Who is Evelyne Binsack?
Evelyne Binsack was one of the first females in Europe to qualify as a professional mountain guide and, in 2001, was the first Swiss woman to climb Mount Everest. Currently 55 years old, she has climbed the highest, southernmost and northernmost points of the world using only the strength of her own muscles. Today, Evelyne Binsack is a speaker and leadership coach.
First experience of limits as an athlete
Evelyne Binsack first started addressing the issue of limits when she was a young athlete. Crossing your pain thresholds over and again, while maintaining a healthy approach, will make you grow. "The more often you do it, the better you will get to know your body," she says. You also improve your skills and train your willpower. This will help you to steadily improve in a certain area and gradually set your limits to a higher level. "But to accept this kind of exertion, you need real passion," says Evelyne Binsack. This is the only way you'll be able to endure and face the inevitable difficulties and consequences of such extreme forms of exertion.
Respecting limits is the real strength
However, the mountain guide does not present a case for ignoring limits all the time. Thinking back to her expeditions to the polar regions or the highest mountains in the world, she compares the experience of exploring limits with having protective switchpoints in the body. “Your own limits never just appear out of the blue,” she says. Rather, the body has numerous thresholds you can choose to step over until there are none left at the end. Anyone who has reached total exhaustion and crosses this last threshold is prepared to die. Even when suffering unbelievable exhaustion, she was still aware of this last limit and knew when it was time to stop.

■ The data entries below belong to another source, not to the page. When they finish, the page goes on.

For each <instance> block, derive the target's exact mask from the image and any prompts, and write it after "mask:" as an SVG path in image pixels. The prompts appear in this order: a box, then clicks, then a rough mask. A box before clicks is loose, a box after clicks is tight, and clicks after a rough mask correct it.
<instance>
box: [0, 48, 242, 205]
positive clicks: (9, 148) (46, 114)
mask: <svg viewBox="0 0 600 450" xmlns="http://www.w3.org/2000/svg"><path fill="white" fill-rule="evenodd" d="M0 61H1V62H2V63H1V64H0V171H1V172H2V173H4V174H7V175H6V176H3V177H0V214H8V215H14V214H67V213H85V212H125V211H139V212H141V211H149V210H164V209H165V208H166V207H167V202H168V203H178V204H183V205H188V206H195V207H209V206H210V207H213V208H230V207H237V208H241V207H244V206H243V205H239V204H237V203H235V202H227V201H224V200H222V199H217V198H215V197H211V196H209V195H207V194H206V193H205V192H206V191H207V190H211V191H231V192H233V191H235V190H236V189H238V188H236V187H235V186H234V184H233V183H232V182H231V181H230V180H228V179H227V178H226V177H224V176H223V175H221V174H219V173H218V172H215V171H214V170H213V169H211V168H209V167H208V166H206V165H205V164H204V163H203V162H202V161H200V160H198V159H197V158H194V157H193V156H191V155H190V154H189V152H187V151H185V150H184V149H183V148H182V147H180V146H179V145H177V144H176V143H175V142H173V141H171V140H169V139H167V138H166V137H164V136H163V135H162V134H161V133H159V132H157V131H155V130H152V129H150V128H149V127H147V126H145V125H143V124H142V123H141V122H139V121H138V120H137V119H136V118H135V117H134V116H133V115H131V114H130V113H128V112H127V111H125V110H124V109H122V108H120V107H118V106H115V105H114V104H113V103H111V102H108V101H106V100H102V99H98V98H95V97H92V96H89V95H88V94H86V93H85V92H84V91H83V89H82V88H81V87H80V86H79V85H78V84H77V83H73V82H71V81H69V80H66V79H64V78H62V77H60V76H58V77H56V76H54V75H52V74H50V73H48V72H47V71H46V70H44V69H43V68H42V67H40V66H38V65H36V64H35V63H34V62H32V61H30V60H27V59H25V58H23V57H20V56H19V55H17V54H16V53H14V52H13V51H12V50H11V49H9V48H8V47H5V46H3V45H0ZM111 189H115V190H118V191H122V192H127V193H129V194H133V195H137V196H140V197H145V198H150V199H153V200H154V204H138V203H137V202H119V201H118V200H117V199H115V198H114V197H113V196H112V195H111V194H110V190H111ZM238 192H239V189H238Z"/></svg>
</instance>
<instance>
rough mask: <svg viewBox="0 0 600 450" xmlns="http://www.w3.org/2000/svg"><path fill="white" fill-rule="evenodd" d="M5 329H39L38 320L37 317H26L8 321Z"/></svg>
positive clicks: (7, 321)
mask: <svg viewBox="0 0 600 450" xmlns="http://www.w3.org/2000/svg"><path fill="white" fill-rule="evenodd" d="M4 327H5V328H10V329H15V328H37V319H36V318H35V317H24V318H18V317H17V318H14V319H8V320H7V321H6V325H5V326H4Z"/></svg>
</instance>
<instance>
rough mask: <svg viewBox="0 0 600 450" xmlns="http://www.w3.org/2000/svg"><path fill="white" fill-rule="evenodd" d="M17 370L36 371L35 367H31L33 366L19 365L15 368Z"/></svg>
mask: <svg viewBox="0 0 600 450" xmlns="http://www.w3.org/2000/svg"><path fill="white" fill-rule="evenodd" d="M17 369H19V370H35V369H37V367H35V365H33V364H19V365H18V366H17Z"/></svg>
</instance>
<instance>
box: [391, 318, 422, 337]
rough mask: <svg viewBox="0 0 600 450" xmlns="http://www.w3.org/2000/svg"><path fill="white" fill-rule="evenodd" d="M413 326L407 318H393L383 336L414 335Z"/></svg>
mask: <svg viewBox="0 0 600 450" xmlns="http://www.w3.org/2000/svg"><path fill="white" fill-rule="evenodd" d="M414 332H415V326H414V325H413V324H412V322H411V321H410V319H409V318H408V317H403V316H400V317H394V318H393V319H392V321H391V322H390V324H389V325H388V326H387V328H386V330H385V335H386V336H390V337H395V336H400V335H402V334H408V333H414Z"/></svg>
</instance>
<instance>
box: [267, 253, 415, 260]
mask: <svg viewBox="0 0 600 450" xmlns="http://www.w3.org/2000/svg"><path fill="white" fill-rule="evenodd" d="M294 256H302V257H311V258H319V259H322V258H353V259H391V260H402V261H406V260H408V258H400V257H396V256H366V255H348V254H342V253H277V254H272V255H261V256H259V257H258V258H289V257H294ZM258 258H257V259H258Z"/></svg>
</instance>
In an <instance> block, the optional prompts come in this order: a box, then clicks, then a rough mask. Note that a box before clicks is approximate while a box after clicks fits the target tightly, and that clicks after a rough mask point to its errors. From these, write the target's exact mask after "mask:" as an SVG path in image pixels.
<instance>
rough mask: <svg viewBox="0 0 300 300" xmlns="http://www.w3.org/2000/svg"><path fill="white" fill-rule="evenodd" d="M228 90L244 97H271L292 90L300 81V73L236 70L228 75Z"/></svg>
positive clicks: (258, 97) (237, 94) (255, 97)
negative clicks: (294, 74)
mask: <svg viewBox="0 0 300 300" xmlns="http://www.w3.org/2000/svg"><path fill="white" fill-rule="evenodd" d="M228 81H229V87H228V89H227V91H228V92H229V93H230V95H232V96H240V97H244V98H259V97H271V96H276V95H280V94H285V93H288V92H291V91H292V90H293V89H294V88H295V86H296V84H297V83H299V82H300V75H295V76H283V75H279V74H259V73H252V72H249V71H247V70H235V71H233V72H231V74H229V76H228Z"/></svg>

Collecting experiences of limits
She herself has been at this defining point several times in her life. In Patagonia, for example, when she spent a month on Fitz Roy in lousy weather and simply couldn't continue. She also collapsed shortly before reaching the South Pole after a team member had stolen her food. And after getting hit by an ice avalanche on Mount Everest, she caught a virus at base camp. Although she attempted the mountain again after her recovery, she had to abandon the expedition.